In the construction method, BiSegGraph first generates an index for segGraph, that is, an index number for all words, which will be used later. Then, generateBiSegGraph () is called to generate the path graph.
/*
* Generate a BiSegGraph based upon a SegGraph
*/
Private void generateBiSegGraph (SegGraph segGraph ){
Double smooth = 0.1;
Int wordPairFreq = 0;
Int maxStart = segGraph. getMaxStart ();
Double oneWordFreq, weight, tinyDouble = 1.0/Utility. MAX_FREQUENCE;
Int next;
Char [] idBuffer;
// Get the list of tokens ordered and indexed
SegTokenList = segGraph. makeIndex ();/* is this repeated?

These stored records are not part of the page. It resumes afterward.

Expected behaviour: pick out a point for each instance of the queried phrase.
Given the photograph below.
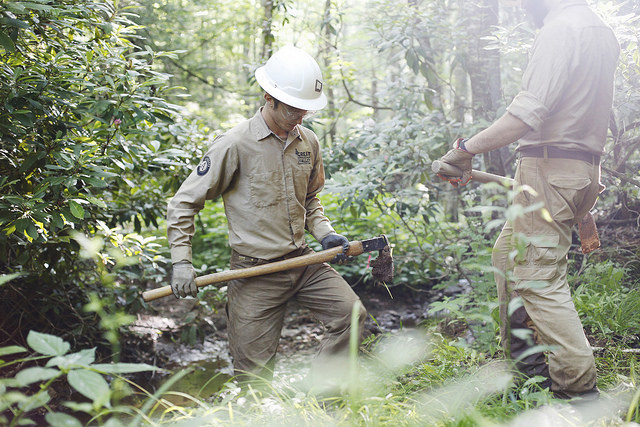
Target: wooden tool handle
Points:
(484, 177)
(355, 249)
(587, 229)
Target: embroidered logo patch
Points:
(204, 166)
(304, 157)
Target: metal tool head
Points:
(382, 267)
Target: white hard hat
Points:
(292, 76)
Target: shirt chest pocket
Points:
(265, 189)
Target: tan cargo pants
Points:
(568, 189)
(256, 310)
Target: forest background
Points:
(106, 107)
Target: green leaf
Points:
(76, 209)
(6, 278)
(123, 368)
(62, 420)
(90, 385)
(81, 358)
(46, 344)
(12, 349)
(36, 374)
(7, 43)
(36, 401)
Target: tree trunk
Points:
(329, 137)
(484, 73)
(267, 33)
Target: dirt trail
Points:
(158, 333)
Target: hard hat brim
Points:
(265, 83)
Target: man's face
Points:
(537, 10)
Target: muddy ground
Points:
(158, 332)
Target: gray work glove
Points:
(460, 158)
(183, 280)
(333, 240)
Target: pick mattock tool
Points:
(356, 247)
(589, 239)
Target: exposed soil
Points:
(158, 333)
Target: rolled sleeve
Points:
(529, 109)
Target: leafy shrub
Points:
(87, 142)
(606, 303)
(18, 400)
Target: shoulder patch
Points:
(204, 166)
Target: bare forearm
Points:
(504, 131)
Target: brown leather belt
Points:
(559, 153)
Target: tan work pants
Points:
(568, 189)
(256, 310)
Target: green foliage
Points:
(88, 142)
(17, 395)
(607, 303)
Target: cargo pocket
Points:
(265, 189)
(568, 196)
(540, 264)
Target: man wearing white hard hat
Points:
(269, 171)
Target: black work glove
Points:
(460, 158)
(183, 280)
(333, 240)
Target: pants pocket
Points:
(540, 261)
(567, 196)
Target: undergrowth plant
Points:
(30, 390)
(608, 302)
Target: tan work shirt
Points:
(269, 188)
(567, 88)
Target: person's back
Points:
(573, 61)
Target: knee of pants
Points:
(343, 321)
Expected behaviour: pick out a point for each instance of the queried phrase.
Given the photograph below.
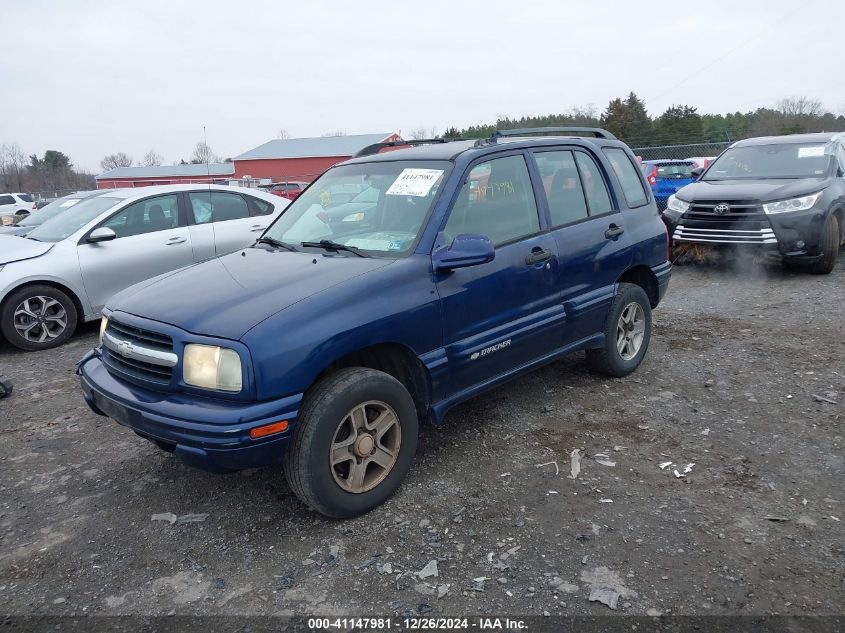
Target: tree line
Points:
(628, 119)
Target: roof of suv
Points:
(449, 150)
(817, 137)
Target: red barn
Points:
(302, 159)
(215, 173)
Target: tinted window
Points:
(497, 200)
(147, 216)
(217, 205)
(632, 186)
(563, 187)
(595, 188)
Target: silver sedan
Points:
(65, 270)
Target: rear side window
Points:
(632, 186)
(217, 206)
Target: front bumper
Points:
(209, 434)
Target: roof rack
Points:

The preceding constructor has already been used */
// Because the beginning position of startToken is-1, therefore
// StartToken can be obtained when key =-1
Int key =-1;
List NextTokens = null;
/* Process from start to end */
While (key <maxStart ){
/* Determine whether the entry point exists. (Refer to the source code above )*/
If (segGraph. isStartExist (key )){
List TokenList = segGraph. getStartList (key );
/**
* Process all tokens of a given key (that is, the starting position), traverse the tokens that can be adjacent to them, and
* Their joining relationships (token pair) are stored in the graph. The token pair is actually the path before the token.
*/
// Calculate all tokens for a given key.
For (SegToken t1: tokenList ){
OneWordFreq = t1.weight;
Next = t1.endOffset;
NextTokens = null;
// Find the next corresponding Token.
// For example: "Sunny seashore", the present Token is
// "Sunny", next one shoshould be "sea" or "seashore ".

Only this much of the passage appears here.